O.C. : Vous semblez avoir élargi votre recherche en direction d’une structuration de l’espace, vous semblez porter plus d’attention à une élaboration analytique – l’énergie, la découverte de spirales dans l’arbre – et de ce fait vousamplifiez le rôle du temps dans l’œuvre plastique. La diversité dont rend compte l’exposition de votre travail depuis un an donne l’impression que vous arrivez à une synthèse.
A.H. : Je vois que de plus en plus tout est complexe. Je sentais depuis très longtemps que tout se passe entre la forme et le vide, que l’espace est uni. Mais qu’unit-il ? Il unit un monde très fort, très dur, très solide avec un monde qui nous échappe constamment ; et, dans ce drame entre les deux, il y a le mouvement de l’espace. Comment tout cela peut vivre ensemble, c’est cela ma question : j’interroge le monde visible. J’aimerais bien qu’il m’aide à voir comment un arbre se défend contre le vent, comment il se replie sur soi pour tenir debout et comment à la fois, il peut se fondre, il peut se laisser traverser par le vent. Et aussi j’aimerais sentir comment cette infinie vastitude peut traverser un monde tellement fixe qui est le monde de la réalité que nous percevons si facilement, la réalité qui nous parait fixe parce que sans vie. Cette question se pose de deux façons supplémentaires, la couleur et les formes inanimées, parce que dans les arbres le monde parait dynamique. Quand l’hiver vient je rentre à Paris, il n’y a plus d’arbre pour m’accompagner. Il y a le monde des vies silencieuses, des objets qui se cherchent, qui se retrouvent parfois par des affinités, par une relation.

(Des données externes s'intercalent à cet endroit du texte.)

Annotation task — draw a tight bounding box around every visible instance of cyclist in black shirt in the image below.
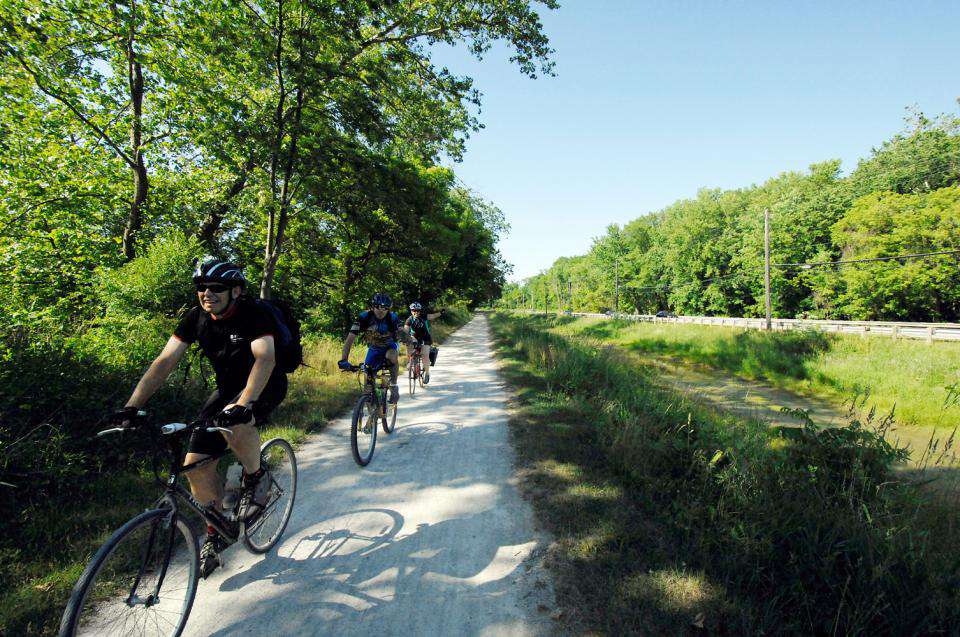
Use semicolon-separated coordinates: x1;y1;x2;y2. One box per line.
115;258;287;577
403;301;444;385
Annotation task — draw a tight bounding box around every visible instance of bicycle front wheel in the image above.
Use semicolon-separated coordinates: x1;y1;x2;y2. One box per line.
60;509;200;637
240;438;297;553
382;399;398;434
350;394;380;467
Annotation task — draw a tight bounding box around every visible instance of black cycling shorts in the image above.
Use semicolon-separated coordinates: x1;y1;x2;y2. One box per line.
187;375;287;456
413;332;433;345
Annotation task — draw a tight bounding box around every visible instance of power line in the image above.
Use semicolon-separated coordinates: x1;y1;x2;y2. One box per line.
771;250;960;269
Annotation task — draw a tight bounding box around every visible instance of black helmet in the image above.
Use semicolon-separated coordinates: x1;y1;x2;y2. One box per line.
193;257;247;287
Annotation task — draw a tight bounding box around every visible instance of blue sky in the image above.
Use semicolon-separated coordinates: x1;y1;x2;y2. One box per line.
435;0;960;280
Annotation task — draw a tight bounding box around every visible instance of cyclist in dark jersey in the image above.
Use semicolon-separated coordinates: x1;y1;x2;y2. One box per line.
114;258;287;577
337;293;400;404
403;302;444;385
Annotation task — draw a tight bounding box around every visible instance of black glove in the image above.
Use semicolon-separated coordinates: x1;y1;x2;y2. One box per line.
213;405;253;427
107;407;147;428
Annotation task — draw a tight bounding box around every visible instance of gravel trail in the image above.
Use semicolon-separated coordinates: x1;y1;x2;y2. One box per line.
185;316;554;636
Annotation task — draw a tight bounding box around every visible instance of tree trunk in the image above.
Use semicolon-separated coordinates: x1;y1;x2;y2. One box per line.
123;10;144;261
197;158;254;253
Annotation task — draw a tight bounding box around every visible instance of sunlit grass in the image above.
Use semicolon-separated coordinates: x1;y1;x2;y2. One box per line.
555;318;960;427
491;315;960;634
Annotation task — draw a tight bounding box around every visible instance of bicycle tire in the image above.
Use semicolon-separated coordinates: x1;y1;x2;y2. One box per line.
59;509;200;637
240;438;298;553
350;394;379;467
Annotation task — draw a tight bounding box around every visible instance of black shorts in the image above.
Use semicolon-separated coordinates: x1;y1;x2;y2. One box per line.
413;333;433;345
187;375;287;456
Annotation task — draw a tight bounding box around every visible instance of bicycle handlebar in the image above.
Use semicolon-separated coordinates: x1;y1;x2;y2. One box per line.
97;427;130;438
96;418;233;438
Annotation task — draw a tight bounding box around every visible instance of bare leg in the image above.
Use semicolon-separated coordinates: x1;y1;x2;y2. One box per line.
423;343;430;376
224;416;260;475
183;453;223;507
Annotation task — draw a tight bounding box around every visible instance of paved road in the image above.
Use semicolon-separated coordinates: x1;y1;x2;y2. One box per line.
185;317;554;636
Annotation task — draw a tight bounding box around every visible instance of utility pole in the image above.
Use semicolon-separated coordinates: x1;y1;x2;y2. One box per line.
763;208;772;332
613;259;620;314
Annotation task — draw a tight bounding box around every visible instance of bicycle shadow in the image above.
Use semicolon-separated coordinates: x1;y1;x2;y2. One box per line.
204;508;547;637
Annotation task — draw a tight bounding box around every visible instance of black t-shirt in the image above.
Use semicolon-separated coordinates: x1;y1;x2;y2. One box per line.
173;298;283;394
405;312;430;341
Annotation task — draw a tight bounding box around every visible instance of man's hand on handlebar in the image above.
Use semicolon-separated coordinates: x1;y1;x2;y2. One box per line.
107;407;147;429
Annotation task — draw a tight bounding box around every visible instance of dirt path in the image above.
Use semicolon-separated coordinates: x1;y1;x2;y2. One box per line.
185;317;554;636
656;359;956;465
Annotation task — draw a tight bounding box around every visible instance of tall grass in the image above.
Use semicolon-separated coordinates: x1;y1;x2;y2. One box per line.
560;319;960;428
492;314;960;634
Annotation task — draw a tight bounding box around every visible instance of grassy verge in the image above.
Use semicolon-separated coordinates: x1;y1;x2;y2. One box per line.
0;310;470;635
563;319;960;428
491;314;960;634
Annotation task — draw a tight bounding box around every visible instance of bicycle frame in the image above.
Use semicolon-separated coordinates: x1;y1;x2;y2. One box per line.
98;420;239;606
356;363;390;415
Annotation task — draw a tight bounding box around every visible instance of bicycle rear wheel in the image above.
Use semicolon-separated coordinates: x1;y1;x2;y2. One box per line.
59;509;200;637
240;438;297;553
350;394;380;467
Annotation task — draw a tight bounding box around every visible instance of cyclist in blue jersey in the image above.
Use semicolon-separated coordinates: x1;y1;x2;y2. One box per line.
403;301;445;385
337;292;401;404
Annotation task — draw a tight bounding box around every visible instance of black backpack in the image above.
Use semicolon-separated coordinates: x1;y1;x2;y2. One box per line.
255;299;304;374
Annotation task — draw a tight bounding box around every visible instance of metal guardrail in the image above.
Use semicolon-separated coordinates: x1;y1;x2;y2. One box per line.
527;310;960;343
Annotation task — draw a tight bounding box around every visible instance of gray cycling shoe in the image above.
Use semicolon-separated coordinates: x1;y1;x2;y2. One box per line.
200;533;230;579
240;467;270;524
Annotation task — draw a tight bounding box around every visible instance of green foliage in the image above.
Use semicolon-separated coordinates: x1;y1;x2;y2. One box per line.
492;314;958;634
96;232;203;320
500;116;960;321
823;186;960;321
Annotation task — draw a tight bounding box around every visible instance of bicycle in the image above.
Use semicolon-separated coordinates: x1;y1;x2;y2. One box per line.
343;363;397;467
407;344;423;396
59;411;297;637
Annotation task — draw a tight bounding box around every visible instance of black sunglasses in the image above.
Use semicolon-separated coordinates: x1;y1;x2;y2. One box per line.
197;283;230;294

O.C. : Les vies silencieuses, ce sont des peintures d’objets, que le Français nomme étrangement « natures mortes ». En les appelant stilleven les hollandais de 1650 sonnent plus juste. Vous les intitulez vies silencieuses, traduction par transposition qui transcende les « natures inanimées » de Diderot, ce qui renverse tout côté délétère et dépasse même la quiétude ou la tranquillité : vous évoquez, de facto, une dimension ondulatoire, une qualité sonore extrême. Et même la dimension corpusculaire de la lumière.
A.H. : Les vies silencieuses, comme je les appelle, ont cette lenteur, ce rayonnement invisible. Ce monde lent parle par rayonnement, rayonnement lumineux. Celui-ci n’apparait que très rarement dans le monde de la matière. C’est donc un travail extrêmement patient et lent, qui complète le précédent. Il faut longtemps chercher les formes qui se correspondent, qui s’attirent l’une l’autre, quels sont les matériaux, les couleurs dont ce monde inanimé cherche à être reposé, animé par une installation même. Et après, dans cette installation, on sent que tout d’un coup, une couleur change parce qu’une autre arrive à côté, et cette autre couleur fait bouger celle qui dormait dans la première. Cela crée un monde d’un merveilleux mystère.
OC : Le mystère du silence, du temps et de l’espace, le mystère de la lumière. Le mystère au cœur de la création, de l’art ?
AH : Le mystère c’est : que vois-je ?
OC : Entre les dessins et les peintures, la valeur et la couleur,pour vous il y a deux univers. L’un plus clos, l’autre aérien.
AH : C’est l’hiver et l’été, c’est inspirer, expirer. Être inspiré ou expirer. Se taire ou parler.
La peinture d’Alexandre Hollan est, au premier sens du mot, poésie. Il crée. Et, ce faisant, avec la douceur d’un sage au sourire apaisant, discrètement, délicatement, insuffle un surcroît de vie dans le maelström de ce monde. Il retrouvera ses saisons en recouvrant la raison.
- Une voie sûre et claire : regarder, contempler l’œuvre de Hollan le vivant.